Pathogen-Induced Hijacking of Host SUMOylation: From Molecular Mechanisms and Prospects for Therapeutic Modulation

Sandhya P¹Geetha Kumar^1,2*Aravind Madhavan¹Bipin Nair¹

• ¹Amrita Vishwa Vidyapeetham Amrita School of Biotechnology, Coimbatore, India
• ²Amrita Vishwa Vidyapeetham (Amritapuri Campus), Kollam, India

Post-translational modifications (PTMs) serve as essential regulatory mechanisms that fine-tune protein function, stability, localization, and interaction networks, enabling cells to adapt rapidly to physiological and pathological cues. Among the diverse PTMs, SUMOylation—the covalent attachment of Small Ubiquitin-like Modifier (SUMO) proteins to specific lysine residues on target substrates—has emerged as a dynamic and reversible modification with far-reaching implications in cellular homeostasis. Beyond its well-established roles in transcriptional regulation, DNA repair, and stress responses, recent studies highlight how pathogens have evolved to hijack the host SUMOylation machinery to subvert immune signalling, dampen inflammatory responses, and enhance intracellular survival. This review delves into the multifaceted role of SUMOylation in infectious disease, emphasizing its interplay with key host signalling cascades/axes such as NF-κB, MAPK, JAK-STAT, and interferon pathways. We explore how bacterial, viral, and fungal pathogens manipulate SUMOylation to reprogram host chromatin, modulate vesicular trafficking, and evade cytokine-mediated defences. Additionally, we examine the crosstalk between SUMOylation and other PTMs—such as ubiquitination, phosphorylation, and acetylation—that collectively shape the host-pathogen interface.
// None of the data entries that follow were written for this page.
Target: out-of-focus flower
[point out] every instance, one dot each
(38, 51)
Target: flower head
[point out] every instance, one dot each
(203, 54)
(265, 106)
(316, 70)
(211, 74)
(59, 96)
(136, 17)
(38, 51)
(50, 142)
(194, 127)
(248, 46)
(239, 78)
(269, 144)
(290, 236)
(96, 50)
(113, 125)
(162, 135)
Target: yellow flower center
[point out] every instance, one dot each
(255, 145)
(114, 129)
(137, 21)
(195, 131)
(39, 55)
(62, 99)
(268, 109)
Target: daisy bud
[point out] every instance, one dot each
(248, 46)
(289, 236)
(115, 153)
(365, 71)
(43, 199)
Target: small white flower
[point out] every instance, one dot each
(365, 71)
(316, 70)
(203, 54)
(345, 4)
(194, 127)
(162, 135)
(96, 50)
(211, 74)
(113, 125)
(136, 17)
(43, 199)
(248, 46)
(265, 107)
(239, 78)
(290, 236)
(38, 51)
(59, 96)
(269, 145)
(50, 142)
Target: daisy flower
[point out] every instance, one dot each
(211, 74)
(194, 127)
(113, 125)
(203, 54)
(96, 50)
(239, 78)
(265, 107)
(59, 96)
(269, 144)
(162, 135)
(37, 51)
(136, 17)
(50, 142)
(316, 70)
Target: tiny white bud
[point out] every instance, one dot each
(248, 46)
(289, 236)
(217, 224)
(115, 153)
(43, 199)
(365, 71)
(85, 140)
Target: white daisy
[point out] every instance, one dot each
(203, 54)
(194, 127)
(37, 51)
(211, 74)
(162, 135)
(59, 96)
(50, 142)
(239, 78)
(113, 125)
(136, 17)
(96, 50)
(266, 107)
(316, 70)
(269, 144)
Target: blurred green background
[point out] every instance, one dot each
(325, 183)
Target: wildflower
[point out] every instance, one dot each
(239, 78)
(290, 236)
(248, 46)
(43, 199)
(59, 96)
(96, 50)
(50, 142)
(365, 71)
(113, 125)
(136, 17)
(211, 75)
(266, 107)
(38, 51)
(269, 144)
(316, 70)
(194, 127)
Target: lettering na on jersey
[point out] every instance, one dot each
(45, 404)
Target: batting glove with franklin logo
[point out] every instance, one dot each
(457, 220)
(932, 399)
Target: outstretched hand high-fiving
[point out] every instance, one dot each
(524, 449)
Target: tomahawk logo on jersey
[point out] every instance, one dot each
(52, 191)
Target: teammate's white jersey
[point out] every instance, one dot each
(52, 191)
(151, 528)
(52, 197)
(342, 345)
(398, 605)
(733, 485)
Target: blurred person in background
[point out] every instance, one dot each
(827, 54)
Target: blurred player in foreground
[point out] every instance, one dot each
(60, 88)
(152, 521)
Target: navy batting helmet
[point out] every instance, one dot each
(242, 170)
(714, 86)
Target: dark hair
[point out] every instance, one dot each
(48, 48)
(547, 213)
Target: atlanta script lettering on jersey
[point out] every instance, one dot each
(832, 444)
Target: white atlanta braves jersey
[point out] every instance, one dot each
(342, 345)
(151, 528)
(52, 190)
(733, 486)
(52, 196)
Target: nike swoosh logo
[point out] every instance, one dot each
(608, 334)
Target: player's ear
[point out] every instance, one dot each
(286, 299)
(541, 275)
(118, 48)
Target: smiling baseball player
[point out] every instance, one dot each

By synthesizing current evidence on pathogen-driven SUMO modulation, we offer an integrated view of how this modification governs immune outcomes. Lastly, we evaluate emerging therapeutic strategies aimed at targeting SUMOylation pathways through small molecule inhibitors and genetic tools, with the goal of restoring immune competence and mitigating persistent infections. These insights position SUMOylation as a critical regulatory node and a promising target for host-directed therapies against infectious diseases.